Monday, August 09, 2010

Practicing What She Preaches

Michelle Rhee vowed to get rid of bad teachers. Thanks to the new teachers contract, she is now living up that that vow.

More than 70 percent of the teachers and staff at two of the District's lowest-performing schools were slapped with poor evaluations this year, leaving Schools Chancellor Michelle Rhee to bet on an influx of new teachers to help turn the institutions round.


Rhee, like Vallas in New Orleans, is banking on a lot of new teachers, many from Teach for America.

Rhee was able to settle a contract with the teachers union that allows for her to whittle away at tenure. Given Arnie Duncan's take on tenure, it certainly seems to be on its last legs.

In fact, one of the failing schools in the above article underwent what is known as "The Chicago Plan" (devised by Duncan when he was running the schools in Chicago) where a failing school is shut down. The entire staff (from administration to cooks) have to re-apply for their jobs.

Believe it or not, I'm not against this policy. For failing schools.

Remember, the new administration can choose to bring back teachers they deem effective.

I like this because it pushes out bad teachers and allows for good ones to come back. If they can overcome the fact that they have to reapply for their jobs.

Now, if I take the stance that Rhee and many inner city school authorities do, that if a student has three great teachers three consecutive years, their life outcomes can be drastically changed, I'm all on board with the Chicago plan.

Sure, as EA co-president, I can argue the benefits of tenure all day long. But the bottom line is that tenure often rewards the most veteran teachers, not necessarily the most effective. But I also don't think we should just through new - and often inexperienced and, to be honest, sometimes ineffective, teachers into the fray to fix the situation.

But for fixing a district in total disarray, I'm all for the Chicago plan.

In reading the article, one thing that brought hope was the number of evaluations. The article states that a shocking 72% of teachers were given unsatisfactory evals. That speaks far greater to me than teacher performance tied to test scores. If we want to get away from performance linked to test scores, then we have to embrace evaluations as a way to determine teacher effectiveness.

However, upon further digging, it seems that Rhee's evaluations are securely tethered to test scores.



I think this is a dangerous step. Yes, teachers should get kids to learn. If the tests are any good (and I'm not sold on the fact that they are) and if students try their hardest (this doesn't happen. Just ask your own kid. Or in order to get kids to do well, we have to brainwash them on it. I am suspicious of that), then a student's growth should be illustrated on a test. But I'm not ready to tie my livelihood to it when they are so many outside influences.

I thought Rhee might be able to work in some alternative evaluations. Take test scores into account. Fine. But also balance them with administrative performance evaluations, which I think are vital.

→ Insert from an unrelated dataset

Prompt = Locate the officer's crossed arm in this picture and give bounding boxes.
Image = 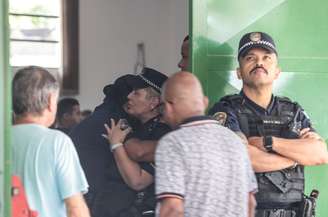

Now, you can honestly ask, what if an administrator has it out for a teacher and there's no tenure to protect them. And that's a legitimate concern. But seeing how the administrators don't have tenure and Rhee will clean house in a nano second if the principals don't get their teachers to excel, then I worry a bit. But still- be an effective teacher and engage your students. Challenge them and get them to learn. Isn't that our job?

But to be fair, had I been evaluated on my College Comp classes, I'd be a shining star. If I were evaluated on my other classes, well, I might well be out on the street!

So the system isn't foolproof. But it has to be better than the miserable tenure-protected system that was in place.

I just worry about the 'test scores are all' approach.

But a rise in scores doesn’t necessarily mean that more student learning took place, and a decline doesn’t necessarily mean that students learned less.

Researchers in the field say that it is the nature of standardized tests that they rise from year to year when the same design of a test is given in the same schools. And they go down when a new design is given, or when a different demographic of students takes the test, or a bunch of kids in a class had a cold, or... well, you get the idea.


Now comes word that Rhee wants high stakes testing in kindergarten through 12 grade. That scares the hell out of me. Our kids are already tested more than any other kids on earth. Will it work? I don't know.

What will we churn out when kids score well on high stakes tests? Will they be able to think critically and adapt? I don't know.


But all those tests - whether my job is tied to them or not - scare the hell out of me.


Instead, let's have more 'real world' opportunities for kids. Let them see how the skills they learn will improve the world around them or allow them to thrive in that world. Does a 4 out of 6 on the writing test offer anything like that?